1. First Substitution: CH₄ → CH₃Cl CH₃Cl + Cl• → •CH₂Cl + HCl •CH₂Cl + Cl₂ → CH₂Cl₂ + Cl•

2. Second Substitution: CH₂Cl₂ → CHCl₃ CHCl₃ + Cl• → •CCl₃ + HCl •CCl₃ + Cl₂ → CCl₄ + Cl•

Key Note: Multiple substitution makes free-radical substitution unsuitable for preparing specific halogenoalkanes, as mixtures of products are formed.

How are arrows used to depict the free-radical substitution mechanism?

• Initiation: Uses half-headed (fish-hook) arrows to show the movement of a single electron.

• Propagation: Continues with fish-hook arrows showing radical generation and product formation.

• Termination: Fish-hook arrows depict radicals combining to form stable molecules.

Exam Tip: Avoid using equations that reform the original halogen (e.g., Cl₂ → 2Cl• → Cl₂) when asked about the termination step, as these may be ignored in mark schemes.

What is crude oil, and how is it processed to obtain useful fractions?

Crude oil is a mixture of hydrocarbons, including alkanes, cycloalkanes, and arenes (compounds with a benzene ring).

• Extraction: Obtained from the earth through drilling.

• Transportation: Taken to oil refineries.

• Fractional Distillation: A process in which hydrocarbons are separated based on boiling points, producing fractions with similar boiling points.
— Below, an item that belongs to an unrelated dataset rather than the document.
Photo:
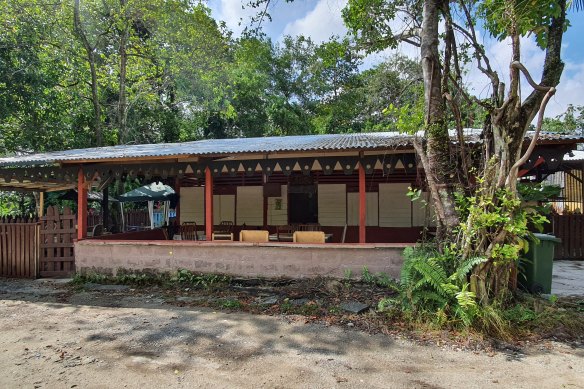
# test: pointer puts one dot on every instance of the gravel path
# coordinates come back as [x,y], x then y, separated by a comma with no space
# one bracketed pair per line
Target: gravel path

• High Demand Fractions: Smaller hydrocarbon fractions (e.g., gasoline) are in high demand compared to heavier fractions.
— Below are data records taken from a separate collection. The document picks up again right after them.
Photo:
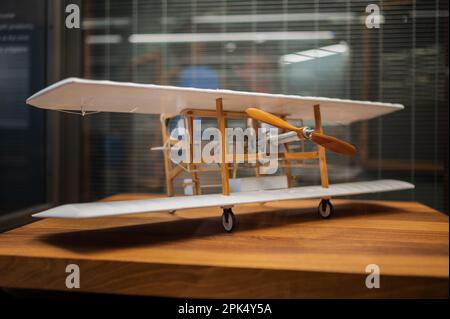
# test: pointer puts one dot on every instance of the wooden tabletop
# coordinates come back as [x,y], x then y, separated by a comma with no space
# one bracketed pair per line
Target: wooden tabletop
[279,250]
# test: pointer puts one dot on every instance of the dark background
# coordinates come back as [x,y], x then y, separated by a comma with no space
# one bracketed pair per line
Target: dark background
[48,157]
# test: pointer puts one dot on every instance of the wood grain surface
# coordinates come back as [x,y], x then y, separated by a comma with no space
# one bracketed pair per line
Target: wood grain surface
[279,250]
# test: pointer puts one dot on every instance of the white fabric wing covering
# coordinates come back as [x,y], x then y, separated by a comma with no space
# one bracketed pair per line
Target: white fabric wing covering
[81,95]
[115,208]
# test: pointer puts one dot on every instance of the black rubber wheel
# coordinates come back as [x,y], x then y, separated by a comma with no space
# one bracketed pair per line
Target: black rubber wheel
[325,208]
[228,220]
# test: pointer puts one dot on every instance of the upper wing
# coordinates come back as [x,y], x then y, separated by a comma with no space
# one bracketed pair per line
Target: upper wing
[104,209]
[82,95]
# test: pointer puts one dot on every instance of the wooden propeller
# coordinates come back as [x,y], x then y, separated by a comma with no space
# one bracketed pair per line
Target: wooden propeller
[329,142]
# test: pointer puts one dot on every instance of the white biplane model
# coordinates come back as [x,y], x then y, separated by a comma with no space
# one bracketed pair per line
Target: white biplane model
[88,96]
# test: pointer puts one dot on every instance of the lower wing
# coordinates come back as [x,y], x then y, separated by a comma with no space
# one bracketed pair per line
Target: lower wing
[115,208]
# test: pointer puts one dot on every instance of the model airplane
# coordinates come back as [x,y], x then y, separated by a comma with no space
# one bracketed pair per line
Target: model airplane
[88,96]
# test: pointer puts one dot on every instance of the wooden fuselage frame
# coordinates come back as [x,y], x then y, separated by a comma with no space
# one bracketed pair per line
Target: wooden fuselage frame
[288,156]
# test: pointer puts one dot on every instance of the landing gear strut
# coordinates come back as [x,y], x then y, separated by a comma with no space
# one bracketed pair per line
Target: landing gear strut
[325,208]
[228,220]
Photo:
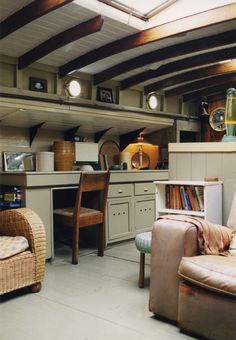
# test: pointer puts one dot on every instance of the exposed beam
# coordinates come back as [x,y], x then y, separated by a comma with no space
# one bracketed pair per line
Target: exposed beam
[61,39]
[200,84]
[198,60]
[25,15]
[183,77]
[204,19]
[176,50]
[207,91]
[216,97]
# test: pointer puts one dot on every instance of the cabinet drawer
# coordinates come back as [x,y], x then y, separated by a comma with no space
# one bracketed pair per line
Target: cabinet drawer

What is cracking, and why is it performed on heavier crude oil fractions?

Cracking is the process of breaking larger, heavier hydrocarbons into smaller, more useful alkanes and alkenes of lower relative formula mass (Mr). Purpose:

• Converts excess heavy crude oil fractions into smaller hydrocarbons in high demand. Process:

1. Large hydrocarbon molecules are fed into a steel chamber.

2. Heated to high temperatures.

3. Passed over an aluminium oxide (Al₂O₃) catalyst.

4. Oxygen is excluded to prevent combustion into CO₂ and H₂O.

What are the products of cracking, and what are their uses?

Cracking produces:

1. Alkanes: Low-molecular mass hydrocarbons, highly useful as fuels due to their energy release during combustion.

   • Example: Octane, used in gasoline.

2. Alkenes: Reactive hydrocarbons with double bonds, used as feedstock in chemical industries.

   • Example: Ethene, used as a monomer in polymerisation reactions to create plastics.

What are the broader environmental impacts of pollutants from car engines?

• Carbon Monoxide: Toxic to humans, interferes with oxygen transport.

• Oxides of Nitrogen:

  • Cause acid rain, which corrodes buildings and harms aquatic and plant life.

  • Contribute to smog, reducing air quality.

• VOCs and PAN:

  • Smog formation harms respiratory health and reduces visibility.

  • Damage to ecosystems and plant life.